Finanzwelt erklärt: Crashpropheten verdienen prächtig am Spiel mit der Angst

Teil 17: Crashpropheten verdienen prächtig am Spiel mit der Angst

Wirtschaftsforum: Herr Mudlack, wenn der Begriff Börsencrash fällt, geht die Welt in Deckung. Ist die Angst vor dem Börsenkrach berechtigt oder wird hier aus einer Mücke ein Elefant gemacht?

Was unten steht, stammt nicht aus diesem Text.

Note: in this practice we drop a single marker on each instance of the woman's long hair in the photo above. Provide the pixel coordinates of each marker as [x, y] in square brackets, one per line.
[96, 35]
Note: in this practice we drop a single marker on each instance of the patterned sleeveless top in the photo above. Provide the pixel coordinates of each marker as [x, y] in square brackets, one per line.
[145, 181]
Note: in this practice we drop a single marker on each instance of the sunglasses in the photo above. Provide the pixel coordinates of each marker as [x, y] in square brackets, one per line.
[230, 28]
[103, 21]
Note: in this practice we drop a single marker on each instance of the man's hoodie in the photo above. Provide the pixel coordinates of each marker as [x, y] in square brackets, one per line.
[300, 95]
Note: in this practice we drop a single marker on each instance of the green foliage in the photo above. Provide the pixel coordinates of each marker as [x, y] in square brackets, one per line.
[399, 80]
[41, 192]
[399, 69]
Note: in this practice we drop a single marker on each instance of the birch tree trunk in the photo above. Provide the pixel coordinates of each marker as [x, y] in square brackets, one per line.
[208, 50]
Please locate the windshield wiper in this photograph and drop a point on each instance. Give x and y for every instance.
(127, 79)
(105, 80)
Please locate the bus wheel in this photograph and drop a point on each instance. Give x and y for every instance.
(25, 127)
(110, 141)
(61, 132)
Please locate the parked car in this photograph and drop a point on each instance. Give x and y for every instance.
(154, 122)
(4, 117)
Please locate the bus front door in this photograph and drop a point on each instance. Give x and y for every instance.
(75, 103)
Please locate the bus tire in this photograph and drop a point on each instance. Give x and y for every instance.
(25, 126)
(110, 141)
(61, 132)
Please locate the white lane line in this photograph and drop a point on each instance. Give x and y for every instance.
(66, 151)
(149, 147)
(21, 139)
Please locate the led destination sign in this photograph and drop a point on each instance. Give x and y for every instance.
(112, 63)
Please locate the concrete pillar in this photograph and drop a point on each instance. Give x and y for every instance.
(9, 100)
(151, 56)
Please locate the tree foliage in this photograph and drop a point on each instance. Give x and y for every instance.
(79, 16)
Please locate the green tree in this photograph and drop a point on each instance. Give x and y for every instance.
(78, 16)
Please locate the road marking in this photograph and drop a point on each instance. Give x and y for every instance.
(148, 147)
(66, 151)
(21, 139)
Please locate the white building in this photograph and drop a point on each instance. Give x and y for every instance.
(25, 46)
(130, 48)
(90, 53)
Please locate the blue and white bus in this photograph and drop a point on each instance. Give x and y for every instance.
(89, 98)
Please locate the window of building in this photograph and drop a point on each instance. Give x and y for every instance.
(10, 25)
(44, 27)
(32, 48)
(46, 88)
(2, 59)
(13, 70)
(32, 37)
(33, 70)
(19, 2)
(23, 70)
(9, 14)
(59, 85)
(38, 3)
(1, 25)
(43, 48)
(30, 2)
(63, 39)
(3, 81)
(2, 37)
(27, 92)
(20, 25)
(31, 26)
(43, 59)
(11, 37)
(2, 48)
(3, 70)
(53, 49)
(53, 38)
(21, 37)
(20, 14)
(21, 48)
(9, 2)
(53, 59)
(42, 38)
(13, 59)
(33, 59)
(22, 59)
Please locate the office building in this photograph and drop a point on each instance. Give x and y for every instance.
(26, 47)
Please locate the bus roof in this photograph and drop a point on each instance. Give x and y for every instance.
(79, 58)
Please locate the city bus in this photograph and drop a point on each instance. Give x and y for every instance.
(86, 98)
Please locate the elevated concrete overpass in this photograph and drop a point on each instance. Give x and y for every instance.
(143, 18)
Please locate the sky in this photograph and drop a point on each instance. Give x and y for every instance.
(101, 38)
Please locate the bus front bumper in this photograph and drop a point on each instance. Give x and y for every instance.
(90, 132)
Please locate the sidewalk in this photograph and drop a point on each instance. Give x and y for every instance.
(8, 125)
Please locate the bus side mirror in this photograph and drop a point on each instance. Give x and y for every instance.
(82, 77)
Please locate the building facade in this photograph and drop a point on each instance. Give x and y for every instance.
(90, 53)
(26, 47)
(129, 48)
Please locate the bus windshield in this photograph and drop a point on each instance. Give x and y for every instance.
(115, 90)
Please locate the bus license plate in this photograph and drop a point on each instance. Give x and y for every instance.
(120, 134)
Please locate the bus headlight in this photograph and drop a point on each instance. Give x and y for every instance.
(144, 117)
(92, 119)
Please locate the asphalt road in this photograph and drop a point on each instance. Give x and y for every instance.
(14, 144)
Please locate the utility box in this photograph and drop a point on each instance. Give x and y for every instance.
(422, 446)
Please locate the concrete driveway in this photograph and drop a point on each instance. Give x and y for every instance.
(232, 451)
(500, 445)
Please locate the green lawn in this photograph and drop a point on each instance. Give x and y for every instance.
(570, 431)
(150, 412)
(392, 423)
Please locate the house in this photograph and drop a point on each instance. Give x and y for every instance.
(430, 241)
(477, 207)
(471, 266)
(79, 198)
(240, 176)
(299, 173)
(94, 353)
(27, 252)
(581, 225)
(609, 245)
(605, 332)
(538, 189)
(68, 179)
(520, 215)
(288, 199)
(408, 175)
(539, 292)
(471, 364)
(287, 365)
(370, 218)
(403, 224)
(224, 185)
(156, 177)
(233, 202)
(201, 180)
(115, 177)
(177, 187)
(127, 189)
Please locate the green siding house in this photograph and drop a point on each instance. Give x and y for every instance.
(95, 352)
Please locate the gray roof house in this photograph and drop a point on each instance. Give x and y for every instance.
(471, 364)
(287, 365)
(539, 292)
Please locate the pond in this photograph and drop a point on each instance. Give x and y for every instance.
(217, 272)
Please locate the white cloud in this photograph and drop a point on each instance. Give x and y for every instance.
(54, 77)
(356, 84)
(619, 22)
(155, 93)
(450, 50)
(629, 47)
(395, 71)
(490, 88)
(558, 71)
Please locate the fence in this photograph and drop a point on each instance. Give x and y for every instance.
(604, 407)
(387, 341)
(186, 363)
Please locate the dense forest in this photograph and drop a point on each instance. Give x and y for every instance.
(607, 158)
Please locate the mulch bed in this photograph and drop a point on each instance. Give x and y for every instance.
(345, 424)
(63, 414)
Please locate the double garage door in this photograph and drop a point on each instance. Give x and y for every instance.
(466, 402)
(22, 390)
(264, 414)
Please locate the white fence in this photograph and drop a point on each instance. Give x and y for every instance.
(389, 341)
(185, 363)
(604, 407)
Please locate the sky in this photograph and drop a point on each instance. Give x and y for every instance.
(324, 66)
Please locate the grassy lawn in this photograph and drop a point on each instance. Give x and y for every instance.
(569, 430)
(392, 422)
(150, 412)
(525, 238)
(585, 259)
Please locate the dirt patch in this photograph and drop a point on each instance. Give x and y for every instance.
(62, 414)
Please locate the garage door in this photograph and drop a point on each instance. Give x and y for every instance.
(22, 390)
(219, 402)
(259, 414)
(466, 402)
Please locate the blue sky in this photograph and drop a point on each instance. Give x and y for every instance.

Benjamin Mudlack: Angst ist an der Börse und im Investmentbereich ein ganz schlechter Ratgeber. Man sollte eher von einem Szenario sprechen, welches man jederzeit „auf dem Schirm“ haben sollte und gegen das man sich absichern sollte. Wir haben in der Wirtschaft permanent ein Wechselspiel aus Akkumulation und Krise. Das ist vollkommen normal und somit wird es auch immer wieder zu stärkeren Korrekturen oder Crashs kommen. Rein sachlich korrigiert ein Crash eine zumeist lang anhaltende Fehlentwicklung/Übertreibung. Wenn wir in der Geschichte von einem Börsenkrach sprechen, dann landen wir automatisch beim 24. Oktober 1929, dem sogenannten schwarzen Donnerstag (in Europa war es der Folgetag und somit der schwarze Freitag).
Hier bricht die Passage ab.